1

I have a PowerShell script that connects to a database and pulls a list of user data. I take this data and create a foreach loop to run a script for the data.

This is working but its slow as the results could be 1000+ entries, and it has to complete the Script.bat for User A before it can start User B. The Script.bat for a single user is independent from another and takes ~30s for each user.

Is there a way to speed this up at all? I've been playing with -Parallel, ForEach-Object and workflow but I can't get it to work, likely due to me being a noob in PS.

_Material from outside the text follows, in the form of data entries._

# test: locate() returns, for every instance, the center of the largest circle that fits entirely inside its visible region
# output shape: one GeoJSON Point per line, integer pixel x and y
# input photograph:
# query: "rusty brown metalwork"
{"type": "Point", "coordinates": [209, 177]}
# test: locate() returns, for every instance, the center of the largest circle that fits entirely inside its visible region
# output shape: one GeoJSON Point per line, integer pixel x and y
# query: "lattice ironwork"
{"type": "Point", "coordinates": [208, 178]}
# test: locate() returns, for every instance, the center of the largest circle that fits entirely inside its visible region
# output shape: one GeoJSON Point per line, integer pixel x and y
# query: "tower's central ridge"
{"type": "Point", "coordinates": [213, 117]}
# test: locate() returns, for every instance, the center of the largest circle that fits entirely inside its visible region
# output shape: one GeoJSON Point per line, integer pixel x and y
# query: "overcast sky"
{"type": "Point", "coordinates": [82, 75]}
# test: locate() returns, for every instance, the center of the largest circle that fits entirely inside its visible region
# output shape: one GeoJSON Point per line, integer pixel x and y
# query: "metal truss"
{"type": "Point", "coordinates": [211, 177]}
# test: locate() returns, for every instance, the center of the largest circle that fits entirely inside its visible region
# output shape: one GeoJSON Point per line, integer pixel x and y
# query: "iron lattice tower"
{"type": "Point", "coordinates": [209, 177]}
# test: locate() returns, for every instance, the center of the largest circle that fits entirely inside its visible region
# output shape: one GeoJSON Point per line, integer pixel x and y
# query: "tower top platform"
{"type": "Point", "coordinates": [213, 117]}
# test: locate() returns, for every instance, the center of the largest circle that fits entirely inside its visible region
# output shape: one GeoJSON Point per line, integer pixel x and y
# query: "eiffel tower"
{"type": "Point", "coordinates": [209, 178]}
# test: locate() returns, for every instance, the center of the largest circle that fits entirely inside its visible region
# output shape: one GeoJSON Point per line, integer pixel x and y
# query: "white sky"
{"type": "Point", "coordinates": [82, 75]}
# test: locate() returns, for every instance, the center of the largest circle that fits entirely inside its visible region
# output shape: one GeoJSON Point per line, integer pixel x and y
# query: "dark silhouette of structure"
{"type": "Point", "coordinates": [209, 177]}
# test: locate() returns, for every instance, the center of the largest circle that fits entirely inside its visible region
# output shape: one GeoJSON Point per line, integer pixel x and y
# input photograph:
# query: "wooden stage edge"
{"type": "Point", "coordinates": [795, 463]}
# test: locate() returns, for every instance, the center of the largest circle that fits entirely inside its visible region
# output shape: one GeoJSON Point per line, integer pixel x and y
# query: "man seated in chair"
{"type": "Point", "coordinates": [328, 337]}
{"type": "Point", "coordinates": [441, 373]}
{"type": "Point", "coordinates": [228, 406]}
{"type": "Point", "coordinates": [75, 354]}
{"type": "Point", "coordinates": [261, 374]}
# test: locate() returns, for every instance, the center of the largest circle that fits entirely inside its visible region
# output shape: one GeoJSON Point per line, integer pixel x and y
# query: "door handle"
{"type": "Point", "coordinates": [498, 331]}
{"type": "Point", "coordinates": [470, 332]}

foreach ($row in $Dataset.tables[0].rows)
{
   $UserID=$row.value
   $DeviceID=$row.value1
   $EmailAddress=$row.email_address

   cmd.exe /c "`"$PSScriptRoot`"\bin\Script.bat -c `" -Switch $UserID`" >> `"$PSScriptRoot`"\${FileName3}_REST_${DateTime}.txt 2> nul";
}
codewario
  • 19,553
  • 20
  • 90
  • 159
rcmpayne
  • 163
  • 2
  • 15
  • 4
    So you say you want to speed this up, but the only mention of a bottleneck appears to be the .BAT file in question. _What is the .BAT doing that takes half a minute?_ Seems like that would be the pertinent area to investigate, not the above snippet. – gravity Jan 31 '20 at 16:50
  • the forloop is the issue that i need to correct. The .bat file is expected to take 30 sec the issue is the forloop needs to call the .bat file 1000 times one after another. i am trying to find a way to call the bat file and start the next loop without powershell needing to waiting for the execution of the .bat to finish. trying to get the forloop to multitask :) – rcmpayne Jan 31 '20 at 17:07
  • 2
    Try using jobs: https://www.sconstantinou.com/powershell-jobs/ – Wasif Jan 31 '20 at 17:11

1 Answers1

2

You said it yourself, your bottleneck is with the batch file in your script, not the loop itself. foreach (as opposed to ForEach-Object) is already the faster foreach loop mechanism in PowerShell. Investigate your batch file to find out why it takes 30 seconds to complete, and optimize it where you can.


Using Jobs

Note: Start-Job will run the job under another process. If you have PowerShell Core you can make use of the Start-ThreadJob cmdlet in lieu of Start-Job. This will start your job as part of another thread of the same process instead of starting another process.

If you can't optimize your batch script or optimize it to meet your needs, then you can consider using Start-Job to kick off the job to execute asynchronously, and then check the result and get any output from it using Receive-Job. For example:

# Master list of jobs you need to check the result of later
$jobs = New-Object System.Collections.Generic.List[System.Management.Automation.Job]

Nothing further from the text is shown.